Cultured rat skeletal muscle cells treated with cytochalasin exhibit normal dystrophin expression and intracellular free calcium control

Abstract

Many studies performed to elucidate the molecular and cellular processes involved in muscular dystrophies have led to the working hypothesis of a key role for the cytoskeleton elements linking the extracellular matrix to myofibrils. It was recently suggested that cytochalasin B treatment of mouse soleus muscle promoted cell damage mediated by a cytosolic increase in free calcium concentration.
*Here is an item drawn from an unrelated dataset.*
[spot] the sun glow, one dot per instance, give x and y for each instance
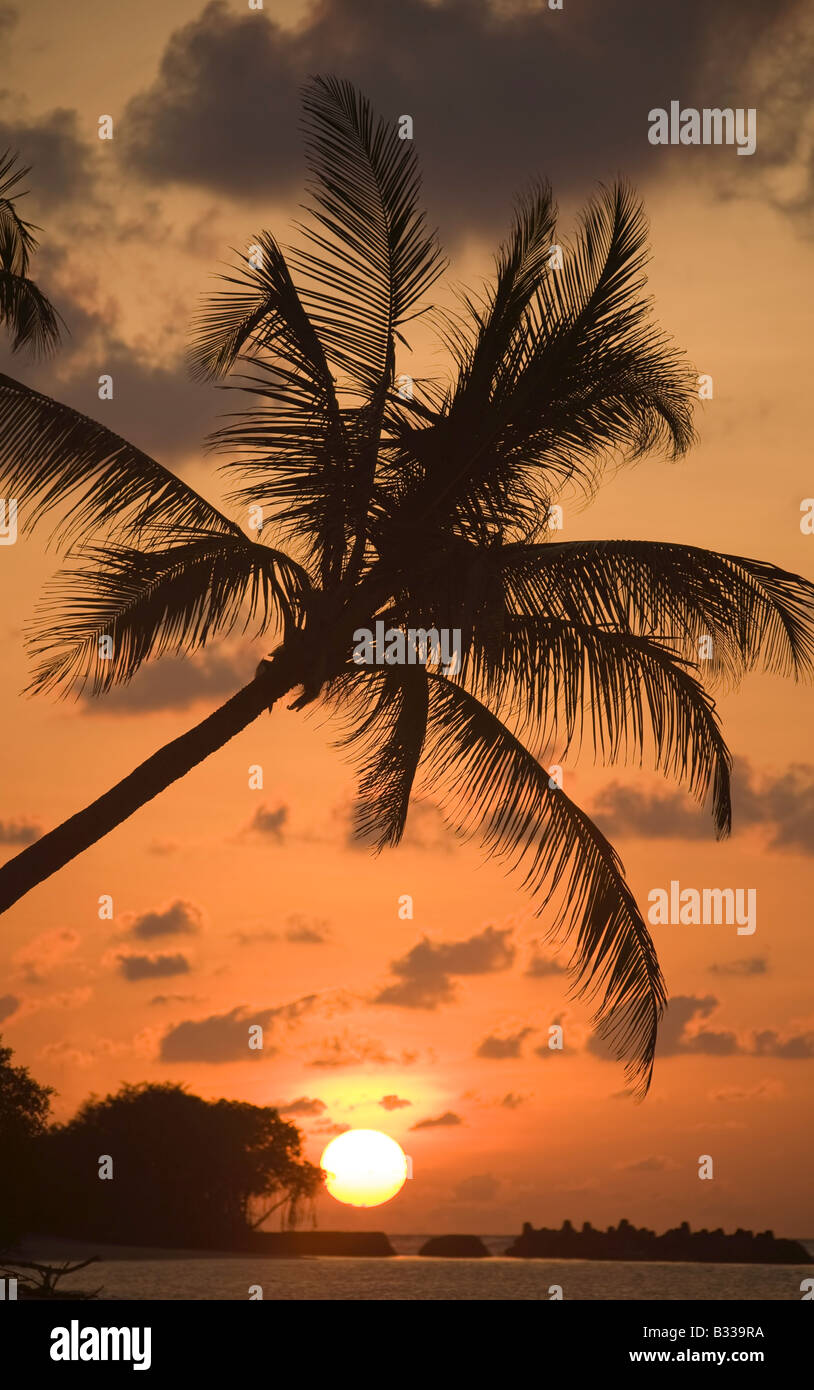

Since intracellular calcium overload may be a primary event resulting from the alteration of cytoskeletal structure, this study was intended to evaluate whether or not the integrity of the F-actin microfilament network is necessary for calcium homeostasis. The developmental establishment of the normal cytoarchitecture was altered by treatment of myoblasts with the actin-disrupting agents cytochalasin B and D, and the effects were compared with those in myoblasts treated with colchicine. These drugs modified the morphogenesis in that they prevented the formation of elongated myotubes by myoblast fusion, but did not prevent the maturation of contractile myogenic cells. The subcellular organisation of actin filaments visualised by confocal fluorescence microscopy was modified by colchicine and cytochalasins, but appearance of contractile apparatus and mechanical activity were not precluded. Sarcolemmal addressing of dystrophin, the subsarcolemmal protein lacking in Duchenne muscular dystrophy, was not prevented by cytochalasin. The evaluation of the basal activity of cytosolic calcium measured with indo-1 suggested that the disruption of actin or microtubules did not prevent developing muscle cells to maintain a low basal calcium activity. We propose that the global integrity of the cytoskeleton network is not crucial for the maintenance of calcium homeostasis in muscle cells developing in vitro. These results are discussed with regard to current theories attempting to understand the functional consequences of an abnormal expression of the dystrophin-glycoprotein complex interacting with the extracellular matrix and the cytoskeleton.